In the two months since Martin Luther King Jr./Drew Medical Center shut its trauma unit, there have been no deaths or cases of serious harm that have clearly resulted from the closure, paramedics, hospitals and county health officials say.
Dr. Marc Eckstein, medical director of the Los Angeles City Fire Department, said paramedics would be quick to raise the alarm if patients were dying.
"If they have a patient they felt was salvageable, their emotions become very vocal, and we'd hear about it. I have not heard of it," Eckstein said.
The Rev. Frederick O. Murph, senior minister at Brookins Community AME Church, warned last fall that the city's black communities would "explode" if the trauma center were closed. Now he says not enough time has elapsed to know for sure whether the closure has harmed patients.
"It's only been two months," he said. "As time goes on, I think you're going to hear about lawsuits from families that have lost loved ones due to the amount of time it took to get them there."
Murph was one of many who predicted disaster before the county Board of Supervisors voted in November to close the trauma center. Before the closure was completed March 1, the unit served about 1,800 patients a year in the part of the county with the highest rates of shootings and homicides.
During heated debate last fall, community members, politicians, Los Angeles Fire Chief William Bamattre and some medical professionals warned that the county's fragile trauma network would collapse and patients would die because of longer transport times.
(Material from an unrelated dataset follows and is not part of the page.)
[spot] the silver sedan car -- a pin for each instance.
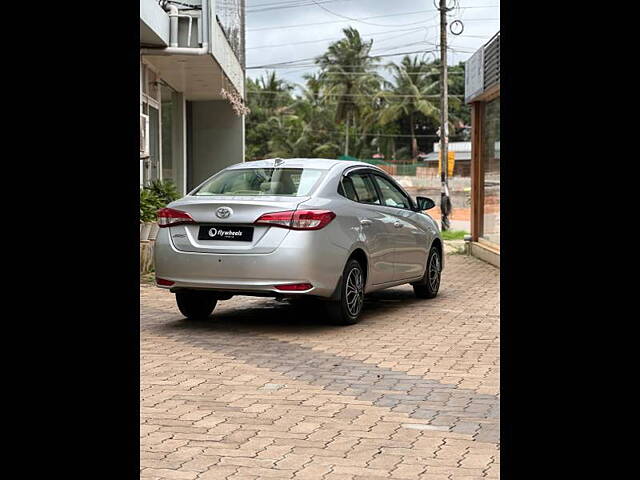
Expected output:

Officials now cite two main reasons those dire predictions apparently have not come true: Neighboring hospitals have filled the need for trauma care, and trauma is down citywide, although not in the areas surrounding King/Drew.
The number of trauma cases typically increases substantially during summer, when people drive more, children are out of school and tempers rise with the temperature, health officials said. They warn that a final verdict on the trauma system won't be available until the summer months are past.
"We may have a false sense of security to say the system can handle it," Eckstein said.
"Right now it's working, but trauma is down and it's a seasonal lull," he added.
Closing the King/Drew trauma center has meant that some patients spend more time in the ambulance going to an emergency room.
But because California Hospital Medical Center, just south of downtown Los Angeles, opened a trauma center in December, other patients now have a shorter ride.
Those who used to go to King/Drew's trauma center now go to California Hospital or the St. Francis or Harbor-UCLA medical centers, which all received additional county money.
In March of last year, 142 trauma patients were treated by King/Drew's trauma unit. County officials said that since the closure this March, 13 patients with major injuries have been dropped off at the hospital -- most by family or friends -- and were treated at King/Drew's emergency room, which remains open. California Hospital's trauma unit saw 164 trauma patients in March, only some of whom would have gone to King/Drew.
Comprehensive data on how the closure has changed the time spent transporting patients to hospitals will not be available for several months.
Preliminary figures from paramedics and hospital officials suggest that transport times in some areas have grown by 10 to 15 minutes.
Even with those increases, trauma patients in South Los Angeles are arriving well within the half-hour drive time required by county policies, said Carol Meyer, director of the county's Emergency Medical Services Agency.
In parts of Los Angeles County with no trauma centers -- including the Antelope Valley, Malibu and the San Gabriel Valley -- patients routinely do not get to a hospital as fast.
Compton is one area where travel times clearly have increased since King/Drew's trauma center was closed.
"If we're on the extreme north end of town, it was four minutes to get to King/Drew," said Deputy Chief Jon Thompson of the Compton Fire Department, which runs the city's ambulances. "Now those patients have to go to Harbor, which takes 15 to 17 minutes now, without traffic."
Compton officials said the average travel time in trauma cases has increased from five minutes in March and April of last year to 9.5 minutes this year. Thompson said he was not aware of any cases in which the additional time had made a significant difference for patients but said it had caused nerve-racking rides for his paramedics, who are trained to believe that every second counts.
Darnell Johnson, a paramedic at the Compton Fire Department's Station 13, recalled picking up a man last month who had been shot in the head near Alondra Boulevard and Nestor Avenue. What would have been a five-minute drive on city streets to King/Drew was now a 12-minute trip on the Harbor Freeway to Harbor-UCLA Medical Center near Torrance, Johnson said.